The broker expects Intuit to achieve about 13% annual revenue growth and approximately 15% annual free cash flow growth over the next five years.

As Redburn’s view emerges, investors are reassessing valuations of enterprise software, concerned that new AI tools could disrupt traditional applications. The company notes that as the market attempts to price in this risk, valuations across the sector have fallen to historic lows.

Analysts believe that while AI may cause short-term pricing pressures, many established software companies maintain strong competitive advantages due to embedded data and business logic within their systems.

For Intuit, the broker states that its products rely on complex regulatory frameworks, deep domain knowledge, and long-term customer relationships, which limit the risk of new AI tools easily replacing them.

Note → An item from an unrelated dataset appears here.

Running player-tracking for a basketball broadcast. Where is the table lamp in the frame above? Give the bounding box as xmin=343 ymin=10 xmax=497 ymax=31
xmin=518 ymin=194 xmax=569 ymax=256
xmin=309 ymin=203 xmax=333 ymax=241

Redburn adds that companies with unique data sets and complex operational logic are better positioned in the so-called “intelligent layer” built on top of existing enterprise software by leading AI developers.

The broker also points out that SAP SE and ServiceNow are companies with strong defenses against AI disruption. It states that these vendors benefit from extensive enterprise data and integrated workflows, which are difficult for external AI tools to replicate.

Redburn notes that as AI tools reduce switching costs between vendors, enterprise software companies may face short-term pressures, but it believes that stock prices have already overreacted to these risks.